White River Junction
“Any time there’s a vehicle for the town to get back money from the state, we’re OK with that,” Selectboard Chairman Dick Grassi said on Friday.
The Downtown Sales Tax Reallocation Program, one of several state initiatives to promote development in the heart of cities and villages, is a fairly simple redirection of sales tax away from the state, and toward municipalities.
In this case, the $306,000 is a portion of the sales tax on $8.6 million dollars worth of construction materials that developers Byron Hathorn and Brooke Ciardelli are purchasing to build The Village at White River Junction, a $27 million, five-story assisted living and memory care facility that broke ground earlier this year in a lot next to the United Methodist Church at the intersection of Gates and Currier streets.
If the town’s application is successful, the state requires that the money be spent on infrastructure within the designated downtown area, on the theory that infrastructure investments will spur more development.
“Downtowns are our economic centers,” said Caitlin Corkins, a grant coordinator with the Agency of Commerce and Community Development. “One of the things that people like about Vermont, whether they’re visitors or live here, is that downtowns are where things are happening. They’re vibrant and walkable.”
The circumstances of the application are one more sign that the local economies of Vermont’s 23 state-designated downtown areas, including White River Junction, are on the rise, according to Corkins.
Five years ago, when Corkins first took the job, the sales tax reallocation program was offering hundreds of thousands of dollars to communities, but few people seemed to know it existed.
“It had been several years since anyone had applied for it at all,” she said.
Now, the Hartford Selectboard has authorized a plan to spend the money to expand the scope of an existing project to extend Currier Street through Gates Street, behind the Northern Stage theater building, and connecting to South Main Street.
The town project initially was budgeted at $1.6 million, and was to be paid for entirely by a voter-approved bond that drew from revenues in the downtown tax increment financing district. But now, the additional revenues would allow for other work within the scope of the town’s master plan, including the relocation of utilities, the removal of old fuel tanks, the inclusion of a retaining wall, a sewer service upgrade and replacing the intersection’s sidewalk and curbing.

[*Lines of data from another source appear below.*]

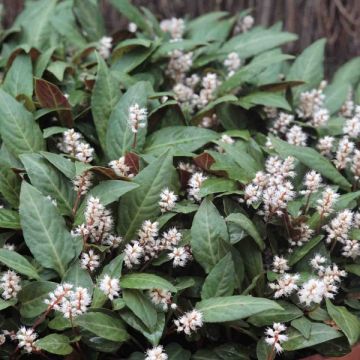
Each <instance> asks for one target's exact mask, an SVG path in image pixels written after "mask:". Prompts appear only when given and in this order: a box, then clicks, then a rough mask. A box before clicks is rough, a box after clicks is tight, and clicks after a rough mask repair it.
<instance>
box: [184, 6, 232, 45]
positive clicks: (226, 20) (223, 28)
mask: <svg viewBox="0 0 360 360" xmlns="http://www.w3.org/2000/svg"><path fill="white" fill-rule="evenodd" d="M226 15H228V13H227V12H224V11H216V12H211V13H208V14H205V15H202V16H199V17H198V18H196V19H194V20H192V21H191V22H190V23H189V24H187V26H186V30H187V36H188V37H189V38H191V39H192V40H199V41H200V40H202V41H209V42H210V41H221V42H222V41H224V40H225V39H226V38H227V37H228V35H229V33H230V31H231V28H232V26H233V24H234V18H230V19H221V18H224V17H225V16H226Z"/></svg>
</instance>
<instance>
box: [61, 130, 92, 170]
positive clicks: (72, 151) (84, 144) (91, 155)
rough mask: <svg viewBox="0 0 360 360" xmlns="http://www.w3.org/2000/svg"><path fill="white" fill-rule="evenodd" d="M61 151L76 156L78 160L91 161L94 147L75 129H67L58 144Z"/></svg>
mask: <svg viewBox="0 0 360 360" xmlns="http://www.w3.org/2000/svg"><path fill="white" fill-rule="evenodd" d="M58 147H59V149H60V150H61V151H63V152H65V153H67V154H70V155H71V156H74V157H75V158H76V159H77V160H79V161H82V162H85V163H89V162H91V161H92V160H93V154H94V149H93V148H92V147H91V146H90V145H89V144H88V143H86V142H85V141H84V140H83V139H82V136H81V134H80V133H78V132H76V131H75V130H74V129H69V130H66V131H65V132H64V133H63V139H62V141H61V142H60V143H59V144H58Z"/></svg>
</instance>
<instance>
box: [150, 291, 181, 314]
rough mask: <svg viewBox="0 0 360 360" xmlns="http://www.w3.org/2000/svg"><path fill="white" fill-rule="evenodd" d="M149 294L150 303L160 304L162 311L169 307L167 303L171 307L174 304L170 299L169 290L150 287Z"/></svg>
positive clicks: (164, 310) (156, 304)
mask: <svg viewBox="0 0 360 360" xmlns="http://www.w3.org/2000/svg"><path fill="white" fill-rule="evenodd" d="M149 296H150V299H151V301H152V303H153V304H155V305H159V306H161V307H162V309H163V310H164V311H166V310H167V309H168V308H169V305H171V307H173V305H175V304H173V303H172V301H171V292H170V291H167V290H164V289H151V290H149ZM175 306H176V305H175Z"/></svg>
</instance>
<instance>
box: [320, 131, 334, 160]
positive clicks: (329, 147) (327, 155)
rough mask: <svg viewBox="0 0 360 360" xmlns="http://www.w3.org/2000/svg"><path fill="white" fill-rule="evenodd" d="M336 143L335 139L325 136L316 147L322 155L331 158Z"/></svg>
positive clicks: (331, 136)
mask: <svg viewBox="0 0 360 360" xmlns="http://www.w3.org/2000/svg"><path fill="white" fill-rule="evenodd" d="M334 141H335V138H334V137H332V136H324V137H323V138H320V139H319V142H318V144H317V146H316V147H317V148H318V149H319V151H320V153H321V155H325V156H329V155H330V154H331V151H332V148H333V144H334Z"/></svg>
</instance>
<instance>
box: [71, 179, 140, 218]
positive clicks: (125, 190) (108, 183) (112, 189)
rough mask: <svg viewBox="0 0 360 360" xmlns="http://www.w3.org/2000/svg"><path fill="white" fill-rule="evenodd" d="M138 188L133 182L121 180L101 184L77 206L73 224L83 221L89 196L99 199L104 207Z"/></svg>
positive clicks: (95, 188) (117, 200)
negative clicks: (84, 211) (95, 197)
mask: <svg viewBox="0 0 360 360" xmlns="http://www.w3.org/2000/svg"><path fill="white" fill-rule="evenodd" d="M138 187H139V185H138V184H136V183H135V182H129V181H122V180H107V181H103V182H101V183H100V184H99V185H97V186H95V187H94V188H92V189H91V190H90V191H89V193H88V195H87V196H86V198H85V199H84V200H83V202H82V203H81V205H80V206H79V209H78V210H77V212H76V219H75V224H81V223H82V222H83V221H84V211H85V208H86V205H87V201H88V199H89V198H90V197H91V196H93V197H97V198H99V199H100V202H101V204H103V205H104V206H106V205H109V204H111V203H112V202H115V201H118V200H119V198H120V197H121V196H123V195H124V194H126V193H128V192H130V191H133V190H134V189H136V188H138Z"/></svg>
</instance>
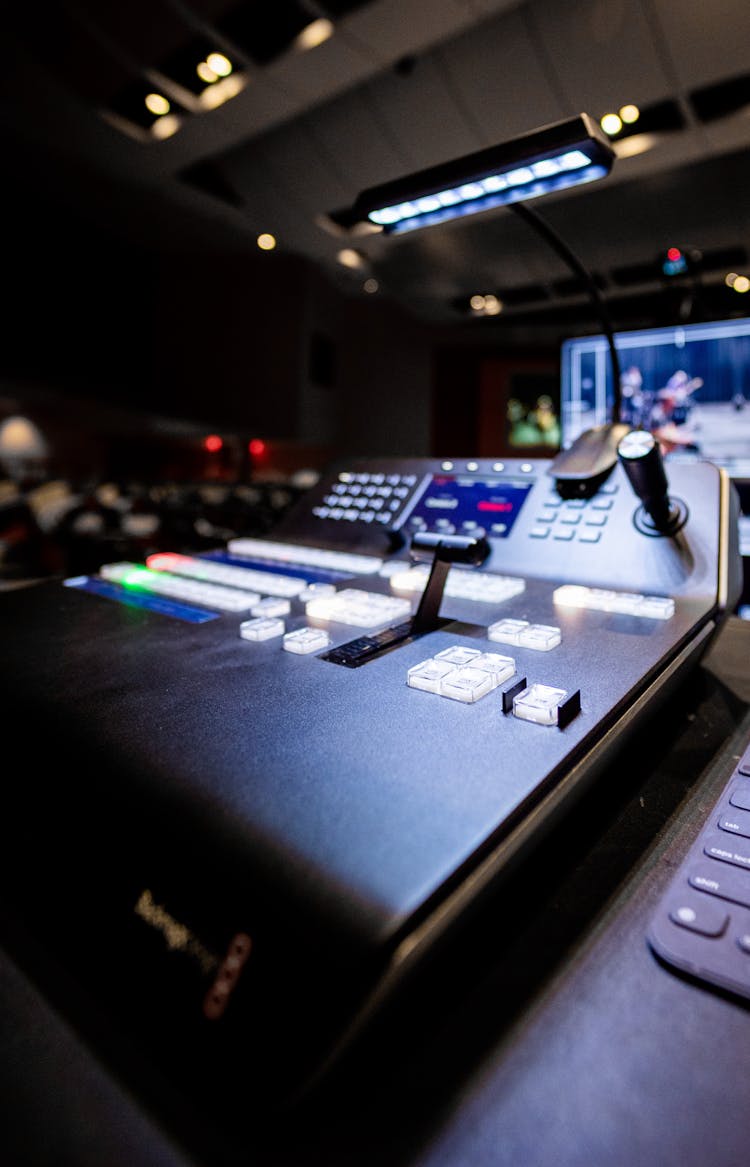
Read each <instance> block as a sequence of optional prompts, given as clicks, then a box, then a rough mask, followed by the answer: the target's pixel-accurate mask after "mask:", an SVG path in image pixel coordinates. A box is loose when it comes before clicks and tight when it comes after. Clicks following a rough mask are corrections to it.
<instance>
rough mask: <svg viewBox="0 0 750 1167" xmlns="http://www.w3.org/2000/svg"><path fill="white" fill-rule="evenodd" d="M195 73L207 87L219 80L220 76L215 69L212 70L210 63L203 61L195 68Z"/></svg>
mask: <svg viewBox="0 0 750 1167" xmlns="http://www.w3.org/2000/svg"><path fill="white" fill-rule="evenodd" d="M195 71H196V72H197V75H198V77H199V78H201V81H204V82H205V83H206V85H212V84H213V82H215V81H218V79H219V75H218V74H217V72H215V71H213V69H211V65H210V64H209V63H208V61H201V62H199V63H198V64H197V65H196V67H195Z"/></svg>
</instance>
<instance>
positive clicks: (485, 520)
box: [405, 474, 533, 538]
mask: <svg viewBox="0 0 750 1167" xmlns="http://www.w3.org/2000/svg"><path fill="white" fill-rule="evenodd" d="M532 485H533V483H532V482H523V481H520V480H518V478H511V480H506V478H491V477H488V478H483V477H476V476H475V475H471V476H468V475H467V476H463V475H453V474H436V475H434V476H433V478H432V480H430V482H429V483H428V484H427V489H426V490H425V492H423V494H422V495H421V497H420V498H419V499H418V502H416V505H415V506H414V509H413V510H412V511H411V513H409V516H408V518H407V520H406V524H405V526H406V529H407V530H408V531H412V532H415V531H430V532H441V531H442V532H444V533H446V534H476V536H481V534H488V536H491V537H495V538H505V537H506V536H509V534H510V532H511V530H512V527H513V523H514V522H516V519H517V518H518V516H519V512H520V509H521V506H523V505H524V502H525V499H526V497H527V495H528V492H530V490H531V488H532Z"/></svg>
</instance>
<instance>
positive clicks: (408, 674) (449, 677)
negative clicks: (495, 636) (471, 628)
mask: <svg viewBox="0 0 750 1167" xmlns="http://www.w3.org/2000/svg"><path fill="white" fill-rule="evenodd" d="M514 672H516V662H514V661H513V659H512V657H506V656H500V655H499V654H498V652H482V651H479V649H470V648H464V647H463V645H461V644H456V645H453V647H451V648H449V649H443V651H442V652H439V654H437V655H436V656H434V657H430V659H428V661H422V662H421V663H420V664H416V665H413V666H412V668H411V669H409V670H408V672H407V676H406V684H407V685H409V687H411V689H421V690H423V691H425V692H428V693H437V696H439V697H450V698H451V699H453V700H455V701H463V703H464V704H471V703H472V701H478V700H479V699H481V698H482V697H485V696H486V694H488V693H490V692H492V690H493V689H497V687H498V685H502V684H503V683H504V682H505V680H507V679H509V677H512V676H513V673H514Z"/></svg>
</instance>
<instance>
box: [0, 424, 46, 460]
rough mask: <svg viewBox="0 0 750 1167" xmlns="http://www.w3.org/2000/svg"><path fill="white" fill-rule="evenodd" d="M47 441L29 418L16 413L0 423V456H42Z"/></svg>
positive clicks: (25, 456)
mask: <svg viewBox="0 0 750 1167" xmlns="http://www.w3.org/2000/svg"><path fill="white" fill-rule="evenodd" d="M45 453H47V442H45V441H44V439H43V438H42V434H41V431H40V429H37V427H36V426H35V425H34V422H33V421H31V420H30V419H29V418H24V417H21V415H20V414H16V415H14V417H10V418H6V419H5V421H3V422H2V425H0V456H2V455H3V454H8V455H14V456H19V455H21V456H23V457H43V456H44V454H45Z"/></svg>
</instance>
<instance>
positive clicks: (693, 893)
mask: <svg viewBox="0 0 750 1167" xmlns="http://www.w3.org/2000/svg"><path fill="white" fill-rule="evenodd" d="M649 943H650V944H651V946H652V949H653V950H654V952H657V955H658V956H659V957H661V958H663V959H664V960H666V962H667V963H668V964H671V965H674V966H675V967H678V969H680V970H682V971H684V972H687V973H689V974H692V976H693V977H696V978H699V979H700V980H702V981H706V983H708V984H710V985H716V986H719V987H720V988H723V990H728V991H729V992H731V993H736V994H740V995H741V997H745V998H750V742H749V743H748V745H747V747H745V749H744V753H743V755H742V757H741V759H740V761H738V762H737V764H736V766H735V767H734V769H733V770H731V774H730V776H729V781H728V782H727V784H726V787H724V789H723V790H722V792H721V796H720V797H719V799H717V801H716V803H715V804H714V806H713V808H712V811H710V813H709V815H708V817H707V819H706V822H705V824H703V826H702V827H701V830H700V832H699V833H698V836H696V838H695V839H694V841H693V844H692V845H691V848H689V851H688V853H687V855H686V858H685V860H684V861H682V862H681V864H680V867H679V869H678V872H677V874H675V875H674V878H673V879H672V881H671V882H670V886H668V888H667V890H666V893H665V895H664V896H663V897H661V901H660V902H659V906H658V909H657V911H656V913H654V915H653V918H652V921H651V925H650V930H649Z"/></svg>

Grassi said that he doesn’t support wasteful spending of any form of tax money, but that he sees this project as an investment.
“It’s proactive instead of reactive I hope,” he said. “If it’s an option there where it’s going to save the town money in the long run and the taxpayers money in the long run, and support the TIF district expansion, that’s reasonable.”
In its application to the state, the town and The Village at WRJ estimated that the project would result in the creation of 50 jobs, and generate $145,000 annually in property tax revenues.
Though Hartford would have been the lone applicant for the Downtown Sales Tax Reallocation Program four or five years ago, it’s now facing competition from Middlebury, Vt., and Winooski, Vt., which each have turned in applications for the same pot of money.
The applications draw from a $2.4 million state funding source that also supports downtown and village center tax credits, so Hartford’s application is effectively competing against a total of 49 other entities. In March, a handful of state senators, including Alison Clarkson, D-Woodstock, introduced an amendment to the broad economic development bill Act 69, that increased program funding from $2.2 million.
Corkins said the 50 applications for the grants are an increase over the 44 from last year, which itself was a record high.
“There was a period of time when there wasn’t a lot of construction happening,” Corkins said.
Now, she said, “there’s been a lot of interest and good things are happening. It’s a good sign.”
Grassi, who moved to Hartford in 1971, said he’s seen White River Junction’s downtown scrape by many lean years.
“Just like every other downtown, when the malls started, everything left,” he said. “And always, our businesses had to deal with no taxes in Lebanon.”
Today, with the assisted living facility just one part of a development boom that includes several new stores and the building of new residential and commercial units along Main Street, Grassi said he credited a handful of developers, including Hathorn, Matt Bucy, Mike Davidson and David Briggs, all of whom have either recently completed or are in the midst of large scale projects.
“It’s very impressive,” he said. “A lot of people have faith in this community. Talk’s cheap, but when you put money in, it has a lot of meaning.”
Ciardelli, whose company had to partner with the town on the application, said the grant program helps to promote good relationships between developers and municipalities.
“It was not the case in ours, but in many cases, developers and town planners are not always the best of friends,” she said.
The application was made possible, she said, because the project has purchased a majority of its materials locally, which subjected it to state tax laws.
“We’re trying to buy as much in-state as we can,” she said.
Corkins said that the Vermont Downtown Development Board is currently reviewing the applications, and will announce funding during its next meeting on Monday, July 24.